Bug 10998 - IPSec Rekey Collisions May Result in IPTable Rule Deletion
Summary: IPSec Rekey Collisions May Result in IPTable Rule Deletion
Status: CLOSED FIXED
Alias: None
Product: IPFire
Classification: Unclassified
Component: --- (show other bugs)
Version: 2
Hardware: unspecified Linux
: - Unknown - Major Usability
Assignee: Michael Tremer
QA Contact: Arne.F
URL:
Keywords:
Depends on:
Blocks:
 
Reported: 2015-12-15 15:12 UTC by Tom Rymes
Modified: 2016-04-23 00:18 UTC (History)
0 users

See Also:


Attachments
strongswan 5.3.5 for IPFire (i586) (1.03 MB, application/x-tar-gz)
2015-12-19 15:08 UTC, Michael Tremer
Details

Note You need to log in before you can comment on or make changes to this bug.
Description Tom Rymes 2015-12-15 15:12:56 UTC
As Discussed on the forum here: http://forum.ipfire.org/viewtopic.php?f=27&t=12628

Yesterday we encountered an issue where an IPSec tunnel was up and connected, but traffic did not pass across it.
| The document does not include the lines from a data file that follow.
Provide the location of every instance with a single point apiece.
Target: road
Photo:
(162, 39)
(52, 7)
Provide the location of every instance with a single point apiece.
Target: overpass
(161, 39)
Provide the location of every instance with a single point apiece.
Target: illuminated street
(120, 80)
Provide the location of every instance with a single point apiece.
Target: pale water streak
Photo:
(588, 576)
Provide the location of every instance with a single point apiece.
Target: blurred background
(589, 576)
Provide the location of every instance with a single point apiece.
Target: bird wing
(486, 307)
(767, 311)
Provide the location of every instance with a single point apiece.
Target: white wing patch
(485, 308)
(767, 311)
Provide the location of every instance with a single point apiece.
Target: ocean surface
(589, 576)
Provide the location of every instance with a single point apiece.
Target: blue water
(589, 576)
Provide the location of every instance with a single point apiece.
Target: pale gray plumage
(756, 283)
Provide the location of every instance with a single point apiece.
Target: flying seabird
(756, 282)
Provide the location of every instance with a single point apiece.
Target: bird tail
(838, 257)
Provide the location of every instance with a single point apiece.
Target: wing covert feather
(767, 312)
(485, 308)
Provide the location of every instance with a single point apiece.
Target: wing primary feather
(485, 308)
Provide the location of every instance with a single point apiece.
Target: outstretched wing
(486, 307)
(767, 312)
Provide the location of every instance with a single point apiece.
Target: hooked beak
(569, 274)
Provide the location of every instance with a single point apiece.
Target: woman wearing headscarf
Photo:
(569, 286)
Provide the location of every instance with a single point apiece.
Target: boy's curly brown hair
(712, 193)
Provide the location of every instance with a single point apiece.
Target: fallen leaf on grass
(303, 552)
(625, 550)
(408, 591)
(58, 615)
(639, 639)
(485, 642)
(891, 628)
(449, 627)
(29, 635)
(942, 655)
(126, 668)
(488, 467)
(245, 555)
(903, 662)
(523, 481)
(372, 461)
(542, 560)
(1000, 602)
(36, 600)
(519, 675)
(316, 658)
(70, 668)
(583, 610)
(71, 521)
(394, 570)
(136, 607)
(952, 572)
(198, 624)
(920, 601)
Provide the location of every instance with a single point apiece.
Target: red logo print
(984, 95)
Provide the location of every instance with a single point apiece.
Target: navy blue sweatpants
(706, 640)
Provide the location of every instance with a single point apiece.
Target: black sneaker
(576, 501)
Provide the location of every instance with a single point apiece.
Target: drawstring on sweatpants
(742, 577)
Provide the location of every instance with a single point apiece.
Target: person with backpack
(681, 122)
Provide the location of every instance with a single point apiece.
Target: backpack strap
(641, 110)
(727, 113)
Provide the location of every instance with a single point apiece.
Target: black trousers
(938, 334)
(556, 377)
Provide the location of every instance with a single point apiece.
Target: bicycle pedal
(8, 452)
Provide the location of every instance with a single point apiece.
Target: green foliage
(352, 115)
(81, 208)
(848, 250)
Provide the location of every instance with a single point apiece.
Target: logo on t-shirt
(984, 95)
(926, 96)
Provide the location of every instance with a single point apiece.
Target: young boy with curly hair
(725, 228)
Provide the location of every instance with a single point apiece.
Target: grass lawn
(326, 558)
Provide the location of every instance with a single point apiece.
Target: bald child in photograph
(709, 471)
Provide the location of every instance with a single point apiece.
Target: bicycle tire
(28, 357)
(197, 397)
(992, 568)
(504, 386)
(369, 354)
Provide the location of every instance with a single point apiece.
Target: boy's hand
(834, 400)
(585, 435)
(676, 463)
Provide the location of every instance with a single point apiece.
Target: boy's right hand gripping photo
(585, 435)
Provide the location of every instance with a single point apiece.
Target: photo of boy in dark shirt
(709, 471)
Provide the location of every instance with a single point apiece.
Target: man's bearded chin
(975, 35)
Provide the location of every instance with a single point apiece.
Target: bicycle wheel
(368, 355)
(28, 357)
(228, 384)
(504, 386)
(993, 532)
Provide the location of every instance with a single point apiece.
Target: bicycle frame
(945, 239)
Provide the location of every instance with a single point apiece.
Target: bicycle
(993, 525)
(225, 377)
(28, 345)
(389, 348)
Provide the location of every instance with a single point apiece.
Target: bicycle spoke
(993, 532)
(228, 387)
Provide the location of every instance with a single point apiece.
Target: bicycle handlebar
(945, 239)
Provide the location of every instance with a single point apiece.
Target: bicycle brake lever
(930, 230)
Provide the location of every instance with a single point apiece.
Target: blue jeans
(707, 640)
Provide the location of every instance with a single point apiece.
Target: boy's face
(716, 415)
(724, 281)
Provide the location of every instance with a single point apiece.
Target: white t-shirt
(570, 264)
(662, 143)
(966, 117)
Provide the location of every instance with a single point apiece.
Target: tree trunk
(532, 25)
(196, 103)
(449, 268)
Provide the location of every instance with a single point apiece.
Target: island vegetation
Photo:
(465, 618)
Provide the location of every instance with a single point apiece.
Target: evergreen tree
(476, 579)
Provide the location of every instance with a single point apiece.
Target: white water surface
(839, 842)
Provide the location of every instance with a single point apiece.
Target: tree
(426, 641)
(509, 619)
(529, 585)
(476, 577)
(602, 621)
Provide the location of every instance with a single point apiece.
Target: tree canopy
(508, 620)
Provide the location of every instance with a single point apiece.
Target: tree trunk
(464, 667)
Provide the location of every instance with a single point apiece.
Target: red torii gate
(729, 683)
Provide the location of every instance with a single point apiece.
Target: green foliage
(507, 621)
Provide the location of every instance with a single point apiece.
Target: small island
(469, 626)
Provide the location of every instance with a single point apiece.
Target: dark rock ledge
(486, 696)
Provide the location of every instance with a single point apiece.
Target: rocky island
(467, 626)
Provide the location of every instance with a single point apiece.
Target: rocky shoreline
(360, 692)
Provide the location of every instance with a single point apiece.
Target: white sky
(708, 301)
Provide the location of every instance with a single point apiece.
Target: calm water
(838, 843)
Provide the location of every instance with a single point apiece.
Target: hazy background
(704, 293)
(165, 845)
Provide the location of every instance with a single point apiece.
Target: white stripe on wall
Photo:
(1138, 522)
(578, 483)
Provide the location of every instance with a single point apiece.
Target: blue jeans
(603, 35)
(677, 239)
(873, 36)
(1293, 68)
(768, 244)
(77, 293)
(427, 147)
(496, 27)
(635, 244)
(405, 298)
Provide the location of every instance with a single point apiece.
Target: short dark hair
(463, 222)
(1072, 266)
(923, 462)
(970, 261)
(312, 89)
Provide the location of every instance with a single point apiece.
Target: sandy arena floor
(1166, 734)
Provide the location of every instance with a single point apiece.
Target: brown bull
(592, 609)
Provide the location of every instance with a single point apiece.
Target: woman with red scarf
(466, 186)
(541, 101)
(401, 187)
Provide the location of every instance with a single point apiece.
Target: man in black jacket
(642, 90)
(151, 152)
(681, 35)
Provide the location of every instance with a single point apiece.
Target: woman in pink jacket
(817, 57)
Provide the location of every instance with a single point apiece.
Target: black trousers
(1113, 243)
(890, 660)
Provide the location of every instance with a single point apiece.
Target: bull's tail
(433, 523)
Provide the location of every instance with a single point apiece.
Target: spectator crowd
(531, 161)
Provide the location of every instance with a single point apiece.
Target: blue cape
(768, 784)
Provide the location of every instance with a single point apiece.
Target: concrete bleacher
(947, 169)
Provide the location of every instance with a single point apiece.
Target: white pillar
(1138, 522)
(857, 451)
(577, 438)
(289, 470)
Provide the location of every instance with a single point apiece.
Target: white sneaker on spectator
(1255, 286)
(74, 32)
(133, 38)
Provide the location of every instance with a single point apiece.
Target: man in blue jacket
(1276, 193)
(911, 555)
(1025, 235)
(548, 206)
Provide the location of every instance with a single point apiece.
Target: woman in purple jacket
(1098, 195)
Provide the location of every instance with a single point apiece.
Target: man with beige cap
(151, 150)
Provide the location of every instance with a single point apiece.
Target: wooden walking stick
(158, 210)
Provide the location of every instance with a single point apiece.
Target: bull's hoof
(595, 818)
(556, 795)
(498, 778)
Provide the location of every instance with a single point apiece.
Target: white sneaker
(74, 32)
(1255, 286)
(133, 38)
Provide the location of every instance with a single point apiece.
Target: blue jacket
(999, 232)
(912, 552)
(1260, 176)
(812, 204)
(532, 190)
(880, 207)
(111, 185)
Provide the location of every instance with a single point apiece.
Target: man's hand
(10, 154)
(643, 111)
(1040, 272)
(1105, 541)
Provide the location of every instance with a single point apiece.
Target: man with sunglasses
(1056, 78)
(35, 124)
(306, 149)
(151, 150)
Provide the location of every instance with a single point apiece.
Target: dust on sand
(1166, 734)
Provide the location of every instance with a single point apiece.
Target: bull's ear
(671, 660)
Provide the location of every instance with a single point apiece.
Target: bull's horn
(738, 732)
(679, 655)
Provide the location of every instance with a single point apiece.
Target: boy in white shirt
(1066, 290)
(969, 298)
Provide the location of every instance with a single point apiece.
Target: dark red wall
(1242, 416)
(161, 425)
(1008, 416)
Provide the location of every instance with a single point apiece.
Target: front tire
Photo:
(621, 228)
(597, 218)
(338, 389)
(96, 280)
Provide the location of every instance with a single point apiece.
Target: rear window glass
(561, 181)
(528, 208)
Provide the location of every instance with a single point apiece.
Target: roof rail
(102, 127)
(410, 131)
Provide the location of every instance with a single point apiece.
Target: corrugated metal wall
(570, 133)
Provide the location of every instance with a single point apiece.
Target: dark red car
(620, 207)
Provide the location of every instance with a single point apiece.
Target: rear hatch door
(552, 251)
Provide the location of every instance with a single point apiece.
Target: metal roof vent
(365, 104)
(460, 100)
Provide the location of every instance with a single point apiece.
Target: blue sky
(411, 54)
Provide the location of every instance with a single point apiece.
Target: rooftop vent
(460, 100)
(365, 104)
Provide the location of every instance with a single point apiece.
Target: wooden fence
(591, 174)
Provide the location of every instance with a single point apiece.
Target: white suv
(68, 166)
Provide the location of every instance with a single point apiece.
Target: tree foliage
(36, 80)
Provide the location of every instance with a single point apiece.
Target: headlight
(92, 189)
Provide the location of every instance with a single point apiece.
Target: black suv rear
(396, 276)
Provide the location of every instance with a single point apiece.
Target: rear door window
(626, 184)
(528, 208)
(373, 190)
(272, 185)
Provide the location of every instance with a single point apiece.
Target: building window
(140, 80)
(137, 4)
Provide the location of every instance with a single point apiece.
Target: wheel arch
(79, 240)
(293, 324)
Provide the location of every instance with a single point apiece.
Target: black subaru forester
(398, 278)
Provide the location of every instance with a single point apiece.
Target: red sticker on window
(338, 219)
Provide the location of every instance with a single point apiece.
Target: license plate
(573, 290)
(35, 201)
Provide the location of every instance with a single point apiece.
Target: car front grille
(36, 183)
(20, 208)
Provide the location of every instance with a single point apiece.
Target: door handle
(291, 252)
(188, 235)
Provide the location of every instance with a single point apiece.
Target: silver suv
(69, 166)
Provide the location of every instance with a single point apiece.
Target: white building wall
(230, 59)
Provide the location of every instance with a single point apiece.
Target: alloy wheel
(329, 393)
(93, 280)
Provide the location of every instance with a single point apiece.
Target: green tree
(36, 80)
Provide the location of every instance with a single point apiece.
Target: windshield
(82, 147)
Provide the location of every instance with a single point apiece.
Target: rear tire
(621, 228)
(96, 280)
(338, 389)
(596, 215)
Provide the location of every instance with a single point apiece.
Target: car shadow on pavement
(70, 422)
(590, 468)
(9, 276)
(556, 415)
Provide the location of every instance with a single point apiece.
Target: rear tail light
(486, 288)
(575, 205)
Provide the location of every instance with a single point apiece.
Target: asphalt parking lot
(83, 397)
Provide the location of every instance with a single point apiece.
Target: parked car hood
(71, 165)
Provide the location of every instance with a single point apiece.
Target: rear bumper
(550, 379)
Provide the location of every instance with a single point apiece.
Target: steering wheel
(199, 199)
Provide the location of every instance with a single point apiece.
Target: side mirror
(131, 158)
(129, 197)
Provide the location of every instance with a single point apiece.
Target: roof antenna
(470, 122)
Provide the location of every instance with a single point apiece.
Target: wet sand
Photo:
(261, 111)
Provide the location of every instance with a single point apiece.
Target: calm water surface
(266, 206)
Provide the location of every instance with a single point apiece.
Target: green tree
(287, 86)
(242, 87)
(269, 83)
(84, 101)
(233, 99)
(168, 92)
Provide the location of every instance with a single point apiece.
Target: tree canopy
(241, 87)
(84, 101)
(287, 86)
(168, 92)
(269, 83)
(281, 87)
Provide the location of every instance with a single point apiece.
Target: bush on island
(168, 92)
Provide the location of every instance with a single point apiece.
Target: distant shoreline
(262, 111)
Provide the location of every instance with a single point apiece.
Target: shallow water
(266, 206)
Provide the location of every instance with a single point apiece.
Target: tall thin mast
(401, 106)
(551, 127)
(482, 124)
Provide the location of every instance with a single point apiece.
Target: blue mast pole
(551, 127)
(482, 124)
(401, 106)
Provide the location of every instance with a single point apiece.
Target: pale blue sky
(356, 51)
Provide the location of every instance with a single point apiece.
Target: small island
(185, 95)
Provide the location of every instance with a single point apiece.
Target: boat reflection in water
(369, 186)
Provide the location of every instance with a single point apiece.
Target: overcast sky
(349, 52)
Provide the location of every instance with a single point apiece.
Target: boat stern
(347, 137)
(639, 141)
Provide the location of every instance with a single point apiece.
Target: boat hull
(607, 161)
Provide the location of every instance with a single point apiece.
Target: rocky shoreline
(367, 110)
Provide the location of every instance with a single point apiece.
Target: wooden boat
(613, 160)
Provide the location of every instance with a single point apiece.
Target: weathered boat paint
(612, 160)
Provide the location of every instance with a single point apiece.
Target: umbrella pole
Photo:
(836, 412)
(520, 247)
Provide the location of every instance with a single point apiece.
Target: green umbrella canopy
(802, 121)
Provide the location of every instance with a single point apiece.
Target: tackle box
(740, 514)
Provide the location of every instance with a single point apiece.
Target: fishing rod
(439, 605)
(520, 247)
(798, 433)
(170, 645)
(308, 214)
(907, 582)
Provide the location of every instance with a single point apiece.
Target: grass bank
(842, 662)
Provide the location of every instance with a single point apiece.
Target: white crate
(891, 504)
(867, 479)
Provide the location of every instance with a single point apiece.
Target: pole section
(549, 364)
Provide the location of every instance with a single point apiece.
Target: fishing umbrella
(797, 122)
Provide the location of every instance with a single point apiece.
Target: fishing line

I manually forced it down using 'ipsec down tunnelname' and then brought it back up. When I brought it down I noticed errors related to IPTables rules not existing. When going through the logs, I noticed that the tunnel had a rekey collision (two, I think) and I then found two messages to the StrongSwan Users mailing list that deal with what seems to be the same issue (one from another IPFire user):

https://lists.strongswan.org/pipermail/users/2015-January/007365.html
https://lists.strongswan.org/pipermail/users/2014-August/006418.html

My question is whether this is completely a StrongSwan issue, or if it is related to IPFire's implementation. Based on what I have, it seems that leftfirewall=yes and an updown script that flushes the rules can cause this issue, and I am not certain if IPFire is using the default updown script. If this is a StrongSwan issue, please let me know and I will push back on them for more details.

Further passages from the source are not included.